Most existing traffic flow forecasting methods rely on the Markov assumption, jointly modeling flow generation and transition processes, thereby neglecting the non-Markovian nature and multi-periodic generation characteristics of node-level traffic. To address this, we propose, for the first time, a generation–transition dual-path paradigm that explicitly decouples node-level flow generation (non-Markovian, multi-periodic) from graph-level flow transition (spatiotemporal interaction). We design EMBSFormer—a lightweight, efficient architecture featuring a multi-branch similarity analysis module to dynamically capture multi-periodic generation patterns, integrated with spatiotemporal self-attention, graph neural networks, and temporal convolutions. Evaluated on three real-world datasets, our method achieves state-of-the-art performance in both short-term and long-term forecasting, with only 93K parameters—18% of GMAN’s parameter count—demonstrating superior accuracy-efficiency trade-off.

Traffic flow prediction plays an important role in Intelligent Transportation Systems in traffic management and urban planning.
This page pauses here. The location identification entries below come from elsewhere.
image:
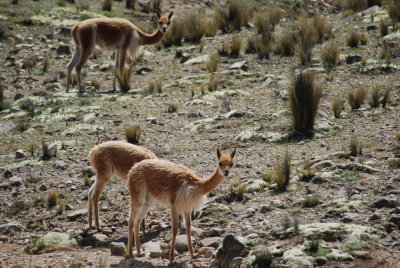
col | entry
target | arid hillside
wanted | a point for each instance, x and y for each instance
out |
(307, 91)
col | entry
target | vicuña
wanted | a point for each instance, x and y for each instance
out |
(112, 158)
(172, 185)
(114, 34)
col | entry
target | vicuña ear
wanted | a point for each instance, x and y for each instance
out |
(218, 153)
(233, 153)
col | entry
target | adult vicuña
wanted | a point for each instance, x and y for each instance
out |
(172, 185)
(110, 34)
(111, 158)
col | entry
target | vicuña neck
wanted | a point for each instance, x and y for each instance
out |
(149, 39)
(211, 182)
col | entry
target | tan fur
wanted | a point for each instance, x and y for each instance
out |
(171, 185)
(112, 158)
(115, 34)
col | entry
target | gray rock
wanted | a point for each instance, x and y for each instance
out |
(20, 154)
(44, 243)
(16, 181)
(384, 202)
(181, 244)
(239, 65)
(231, 248)
(117, 249)
(154, 248)
(63, 50)
(76, 214)
(352, 58)
(211, 242)
(10, 228)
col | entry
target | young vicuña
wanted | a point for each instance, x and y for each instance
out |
(115, 34)
(112, 158)
(172, 185)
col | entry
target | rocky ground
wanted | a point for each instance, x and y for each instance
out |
(354, 220)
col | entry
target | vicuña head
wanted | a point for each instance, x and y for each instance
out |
(173, 185)
(114, 34)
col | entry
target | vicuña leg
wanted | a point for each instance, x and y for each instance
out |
(174, 227)
(71, 66)
(188, 224)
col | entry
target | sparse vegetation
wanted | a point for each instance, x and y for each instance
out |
(356, 97)
(282, 172)
(307, 36)
(212, 62)
(132, 133)
(304, 98)
(124, 78)
(383, 27)
(233, 16)
(155, 86)
(386, 97)
(356, 5)
(52, 198)
(330, 55)
(374, 101)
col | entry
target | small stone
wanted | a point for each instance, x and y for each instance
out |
(43, 187)
(63, 50)
(143, 70)
(211, 242)
(117, 249)
(20, 154)
(7, 174)
(352, 58)
(16, 181)
(76, 214)
(239, 65)
(154, 248)
(383, 202)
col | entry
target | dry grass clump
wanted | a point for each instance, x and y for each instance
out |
(394, 11)
(353, 38)
(52, 198)
(282, 172)
(172, 107)
(374, 100)
(356, 5)
(304, 102)
(155, 86)
(330, 55)
(286, 44)
(232, 16)
(231, 47)
(356, 97)
(194, 26)
(213, 82)
(337, 107)
(383, 27)
(354, 146)
(107, 5)
(132, 133)
(212, 62)
(386, 97)
(307, 36)
(175, 33)
(323, 29)
(124, 78)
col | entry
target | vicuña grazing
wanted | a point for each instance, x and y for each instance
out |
(172, 185)
(111, 158)
(115, 34)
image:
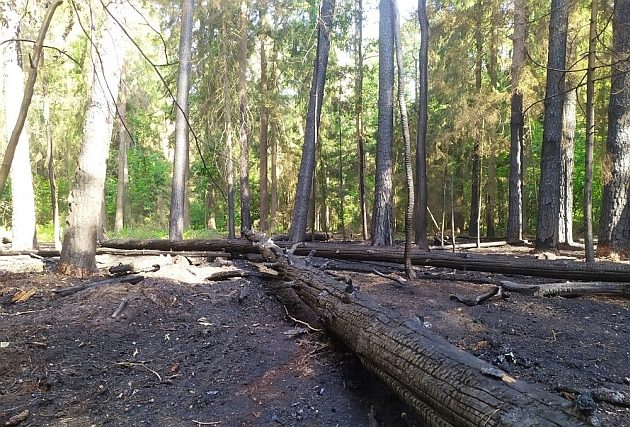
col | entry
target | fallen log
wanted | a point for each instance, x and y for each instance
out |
(443, 384)
(558, 269)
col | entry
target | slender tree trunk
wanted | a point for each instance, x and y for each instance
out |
(515, 203)
(50, 166)
(402, 106)
(423, 99)
(264, 126)
(211, 202)
(22, 195)
(550, 164)
(180, 162)
(382, 218)
(358, 90)
(78, 254)
(475, 182)
(11, 20)
(307, 165)
(342, 206)
(614, 233)
(246, 221)
(567, 149)
(227, 128)
(590, 136)
(123, 171)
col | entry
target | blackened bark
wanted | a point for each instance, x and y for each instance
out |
(550, 166)
(615, 218)
(382, 217)
(515, 204)
(180, 162)
(421, 143)
(307, 165)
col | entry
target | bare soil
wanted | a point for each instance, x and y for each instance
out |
(228, 354)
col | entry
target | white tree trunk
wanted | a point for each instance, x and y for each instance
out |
(78, 255)
(23, 199)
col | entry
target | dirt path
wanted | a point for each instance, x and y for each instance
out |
(225, 353)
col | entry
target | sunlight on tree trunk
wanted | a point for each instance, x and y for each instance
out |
(180, 162)
(78, 254)
(550, 167)
(382, 217)
(313, 115)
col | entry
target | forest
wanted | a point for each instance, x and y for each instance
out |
(204, 168)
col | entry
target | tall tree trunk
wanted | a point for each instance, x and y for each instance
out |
(22, 195)
(50, 166)
(475, 181)
(358, 91)
(382, 217)
(567, 149)
(211, 202)
(246, 221)
(515, 203)
(567, 145)
(123, 171)
(342, 207)
(11, 20)
(227, 127)
(264, 125)
(78, 254)
(614, 234)
(402, 106)
(590, 136)
(550, 164)
(316, 97)
(421, 143)
(180, 162)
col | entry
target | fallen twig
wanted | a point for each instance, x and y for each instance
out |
(301, 322)
(390, 277)
(121, 307)
(480, 299)
(131, 364)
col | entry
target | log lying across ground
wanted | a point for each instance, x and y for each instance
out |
(443, 384)
(558, 269)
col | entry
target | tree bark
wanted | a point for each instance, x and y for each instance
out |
(316, 97)
(78, 254)
(515, 203)
(590, 136)
(423, 99)
(382, 217)
(246, 221)
(550, 164)
(22, 196)
(50, 168)
(444, 385)
(123, 170)
(402, 106)
(20, 120)
(264, 124)
(614, 235)
(180, 162)
(557, 269)
(358, 90)
(227, 126)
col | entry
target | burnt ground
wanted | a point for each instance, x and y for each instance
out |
(227, 353)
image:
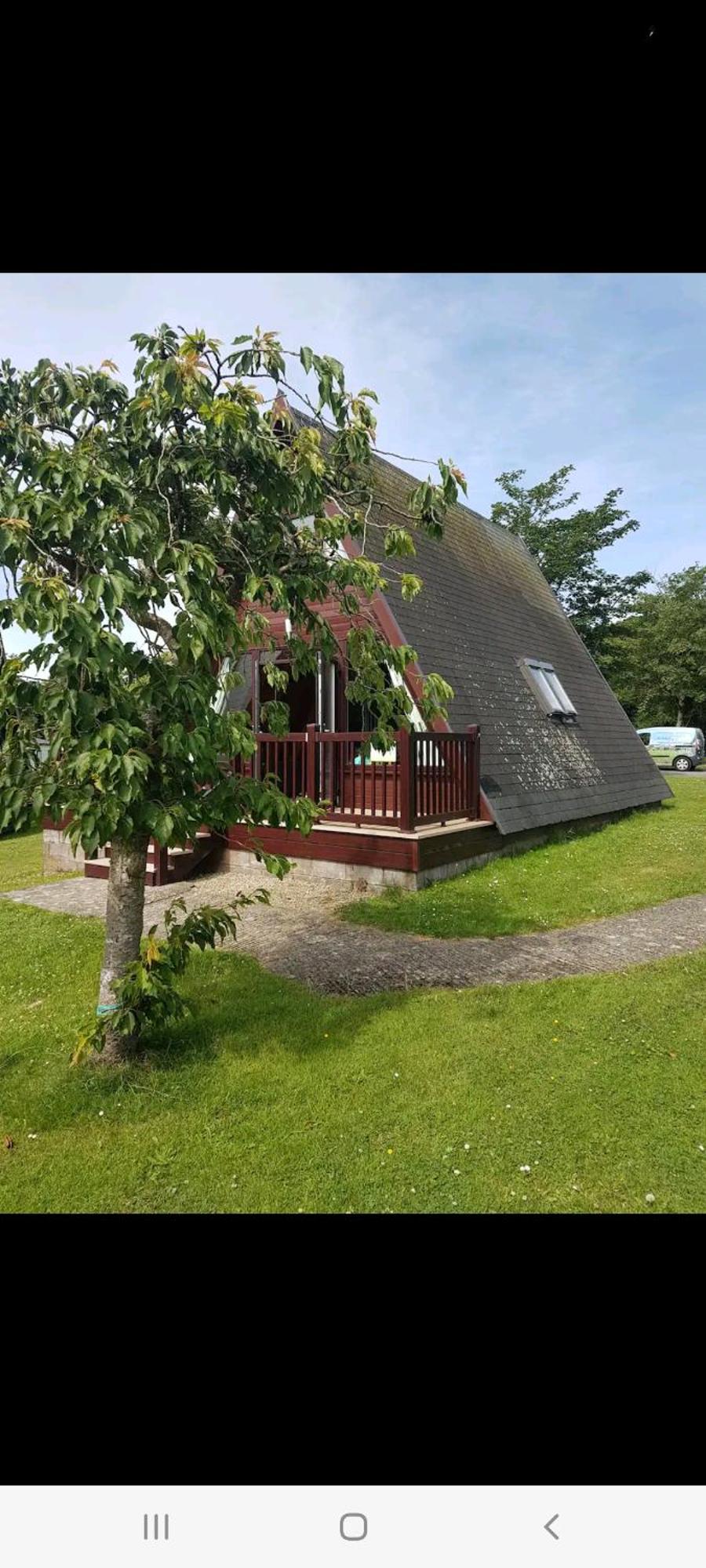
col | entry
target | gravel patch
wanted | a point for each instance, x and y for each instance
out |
(299, 937)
There have been extensive successful works in this area. However, these approaches focus only on modelling the flow transition and ignore the flow generation process, which manifests itself in two ways: (i) The models are based on Markovian assumptions, ignoring the multi-periodicity of the flow generation in nodes. (ii) The same structure is designed to encode both the transition and generation processes, ignoring the differences between them. To address these problems, we propose an Effective Multi-Branch Similarity Transformer for Traffic Flow Prediction, namely EMBSFormer. Through data analysis, we find that the factors affecting traffic flow include node-level traffic generation and graph-level traffic transition, which describe the multi-periodicity and interaction pattern of nodes, respectively. Specifically, to capture traffic generation patterns, we propose a similarity analysis module that supports multi-branch encoding to dynamically expand significant cycles. For traffic transition, we employ a temporal and spatial self-attention mechanism to maintain global node interactions, and use GNN and time conv to model local node interactions, respectively. Model performance is evaluated on three real-world datasets on both long-term and short-term prediction tasks. Experimental results show that EMBSFormer outperforms baselines on both tasks. Moreover, compared to models based on flow transition modelling (e.g. GMAN, 513k), the variant of EMBSFormer(93K) only uses 18% of the parameters, achieving the same performance.